Configuration¶
The pipeline is configured using two config files, samples.tsv
and
config.yaml
. The samples.tsv
file defines the input samples,
together with the paths to the respective source files. The config.yaml
file provides detailed configuration options for the different
steps of the pipeline.
Sample definition¶
The sample definition file is a tab-separated file that lists the samples that are to be processed by the pipeline. Each row represents a single set of (paired-end) fastq files for a given sample on a given lane. As such, samples that have been sequenced on multiple lanes with typically span multiple rows that share the same sample ID.
For example, a single sample sequenced over two lanes would be described as follows:
sample lane fastq1 fastq2
S1 L001 S1.L001.R1.fastq.gz S1.L001.R2.fastq.gz
S1 L002 S1.L002.R1.fastq.gz S1.L002.R2.fastq.gz
The fastq1
and fastq2
columns should contain paths to the input files
of each of the pairs, which are expected to be fastq files. These paths can
either be provided as local relative/absolute paths, or as remote http/ftp urls.

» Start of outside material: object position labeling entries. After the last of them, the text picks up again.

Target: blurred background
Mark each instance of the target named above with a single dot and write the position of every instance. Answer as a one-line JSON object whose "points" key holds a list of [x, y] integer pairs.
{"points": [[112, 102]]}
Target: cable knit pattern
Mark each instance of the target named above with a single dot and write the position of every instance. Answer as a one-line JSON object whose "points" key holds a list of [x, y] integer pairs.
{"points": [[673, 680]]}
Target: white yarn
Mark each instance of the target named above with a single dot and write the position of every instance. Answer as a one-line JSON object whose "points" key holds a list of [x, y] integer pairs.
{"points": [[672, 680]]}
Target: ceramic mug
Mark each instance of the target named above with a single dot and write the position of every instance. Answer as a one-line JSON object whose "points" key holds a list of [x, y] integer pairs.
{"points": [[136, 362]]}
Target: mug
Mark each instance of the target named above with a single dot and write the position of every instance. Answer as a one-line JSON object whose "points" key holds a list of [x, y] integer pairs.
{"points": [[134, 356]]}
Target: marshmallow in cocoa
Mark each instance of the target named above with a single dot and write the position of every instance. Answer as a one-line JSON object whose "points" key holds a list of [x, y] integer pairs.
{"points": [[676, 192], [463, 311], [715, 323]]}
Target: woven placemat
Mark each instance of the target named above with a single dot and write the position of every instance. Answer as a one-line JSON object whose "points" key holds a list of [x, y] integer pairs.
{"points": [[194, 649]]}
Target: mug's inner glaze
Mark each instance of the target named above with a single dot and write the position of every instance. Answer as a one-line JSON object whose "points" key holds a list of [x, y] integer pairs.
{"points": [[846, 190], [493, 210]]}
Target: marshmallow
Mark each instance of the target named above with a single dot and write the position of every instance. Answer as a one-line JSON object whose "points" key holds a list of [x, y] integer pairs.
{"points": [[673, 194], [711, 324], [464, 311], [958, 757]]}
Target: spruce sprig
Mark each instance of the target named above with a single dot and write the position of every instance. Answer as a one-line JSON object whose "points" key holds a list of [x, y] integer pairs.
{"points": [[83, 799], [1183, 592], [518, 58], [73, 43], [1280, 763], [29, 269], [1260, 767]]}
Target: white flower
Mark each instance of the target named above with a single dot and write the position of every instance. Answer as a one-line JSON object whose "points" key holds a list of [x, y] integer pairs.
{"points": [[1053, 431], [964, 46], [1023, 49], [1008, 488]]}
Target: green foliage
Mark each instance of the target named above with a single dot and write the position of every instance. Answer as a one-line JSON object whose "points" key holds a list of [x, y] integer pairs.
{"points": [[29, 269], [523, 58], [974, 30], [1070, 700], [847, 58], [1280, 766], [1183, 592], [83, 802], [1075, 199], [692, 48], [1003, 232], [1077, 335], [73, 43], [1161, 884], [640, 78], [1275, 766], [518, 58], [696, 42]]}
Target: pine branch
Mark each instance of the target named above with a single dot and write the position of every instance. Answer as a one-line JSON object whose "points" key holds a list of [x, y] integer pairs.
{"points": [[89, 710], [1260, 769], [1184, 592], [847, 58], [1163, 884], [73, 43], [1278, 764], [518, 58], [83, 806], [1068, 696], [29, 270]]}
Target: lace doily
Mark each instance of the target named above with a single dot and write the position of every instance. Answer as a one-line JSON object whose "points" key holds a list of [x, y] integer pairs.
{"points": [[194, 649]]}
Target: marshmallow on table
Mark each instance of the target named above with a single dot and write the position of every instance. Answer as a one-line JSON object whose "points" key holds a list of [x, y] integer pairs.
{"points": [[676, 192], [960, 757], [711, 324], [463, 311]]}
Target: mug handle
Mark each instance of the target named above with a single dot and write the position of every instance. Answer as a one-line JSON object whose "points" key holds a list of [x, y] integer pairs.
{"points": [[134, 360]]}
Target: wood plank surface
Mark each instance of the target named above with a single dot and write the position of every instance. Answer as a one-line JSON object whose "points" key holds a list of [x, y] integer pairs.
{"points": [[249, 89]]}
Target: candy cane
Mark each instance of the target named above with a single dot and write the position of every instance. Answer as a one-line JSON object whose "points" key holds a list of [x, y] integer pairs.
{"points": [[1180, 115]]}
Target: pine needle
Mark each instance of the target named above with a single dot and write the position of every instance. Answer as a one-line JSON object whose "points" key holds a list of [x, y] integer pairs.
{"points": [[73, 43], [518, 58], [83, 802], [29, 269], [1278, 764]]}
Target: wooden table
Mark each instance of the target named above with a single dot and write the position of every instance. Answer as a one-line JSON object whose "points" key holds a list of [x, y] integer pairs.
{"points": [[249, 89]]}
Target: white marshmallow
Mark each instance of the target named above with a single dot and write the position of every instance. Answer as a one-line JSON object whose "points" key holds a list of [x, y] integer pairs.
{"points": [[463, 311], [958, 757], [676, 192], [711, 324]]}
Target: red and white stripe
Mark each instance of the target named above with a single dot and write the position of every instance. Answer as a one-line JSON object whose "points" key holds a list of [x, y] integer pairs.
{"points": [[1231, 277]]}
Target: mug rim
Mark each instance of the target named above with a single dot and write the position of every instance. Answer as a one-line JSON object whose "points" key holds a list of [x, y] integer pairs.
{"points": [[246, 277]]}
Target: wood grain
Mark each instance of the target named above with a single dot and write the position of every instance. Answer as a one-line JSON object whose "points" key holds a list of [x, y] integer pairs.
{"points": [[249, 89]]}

Note that relative file paths are taken relative to the input directory
defined in the configuration file (see below for more details), if specified.
The lane
column is used to distinguish sequencing data from the same sample
that has been sequenced in different lanes. This column can be filled with
dummy values (i.e. L999) if lane information is not available and samples
were sequenced on a single lane.
Pipeline configuration¶
The individual steps of the pipeline are configured using the config.yaml
file. This config file contains three different sections, which define
general pipeline options, options for the inputs and options for each
specific rule, respectively.
General options¶
The general section defines several options regarding the high-level behavior
of the pipeline. The section currently defines a single option pdx
, which
determines whether the ‘standard’ or PDX version of the workflow is run:
################################################################################
# Pipeline options #
################################################################################
options:
pdx: False
Note that a host index should be supplied for the bwa
rule (using the
index_host
option, see rule options below for more details) when running
the PDX workflow.
Input options¶
The input section defines several options regarding the handling of the input files:
################################################################################
# Input configuration #
################################################################################
input:
# Optional: input directory to use for fastq files (for local input files).
dir: 'input'
# Optional: configuration to use for remote (FTP) input files.
# ftp:
# username: 'user'
# password: 'pass'
Here, dir
is an optional value that defines the directory containing
the input files. If given, file paths provided in samples.tsv
are
sought relative to this directory. Its value is ignored if http/ftp urls
are used for the inputs.
The ftp
section defines the username/password to use when downloading
samples over an ftp connection. These values can be omitted when downloading
files from an anonymous ftp server.
Rule options¶
The rule section provides detailed configuration options for the different
rule of the workflow. In general, each rule has a set of configurable options
under the same name as the step itself. The options themselves are specific for
each step and the corresponding tool, but each step typically has an extra
option, which allows you to pass arbitrary arguments to the underlying tool.
################################################################################
# Rule configuration #
################################################################################
#### General/shared rules ####
cutadapt:
# Example trims Illumina Truseq PE adapters, removes low quality bases and
# drops any mates with either read shorter than 60bp after trimming.
extra: >-
-a AGATCGGAAGAGCACACGTCTGAACTCCAGTCAC
-A AGATCGGAAGAGCGTCGTGTAGGGAAAGAGTGTAGATCTCGGTGGTCGCCGTATCATT
-q 20
--minimum-length 60
fastqc:
extra: ''
bwa:
index: '/path/to/index'
# Host genome index, only required for PDX samples. If used,
# index (above) should refer to the graft genome index.
index_host: '/path/to/host_index'
# Read group information (which is critical for many downstream steps).
# Replace 'CENTRE' with the name of your company/institute.
readgroup: "\"@RG\\tID:{sample}.{lane}\\tSM:{sample}\\tLB:{sample}\\t\
PU:{sample}.{lane}\\tPL:ILLUMINA\\tCN:CENTRE\""
extra: '-M'
sort_extra: ''
threads: 5
samtools_merge:
extra: ''
threads: 5
picard_mark_duplicates:
extra: >-
-XX:ParallelGCThreads=5
VALIDATION_STRINGENCY=LENIENT
picard_collect_hs_metrics:
reference: 'input/genome.fa'
bait_intervals: 'input/capture.intervals'
target_intervals: 'input/capture.intervals'
extra: '-Xmx4g'
multiqc:
extra: ''
#### PDX-specific rules ####
disambiguate:
extra: ''
sambamba_sort:
extra: ''
threads: 5
Note that this section is divided into two sub-sections: general and PDX-specific. The PDX-specific section contains additional options for rules that are only used in the PDX workflow.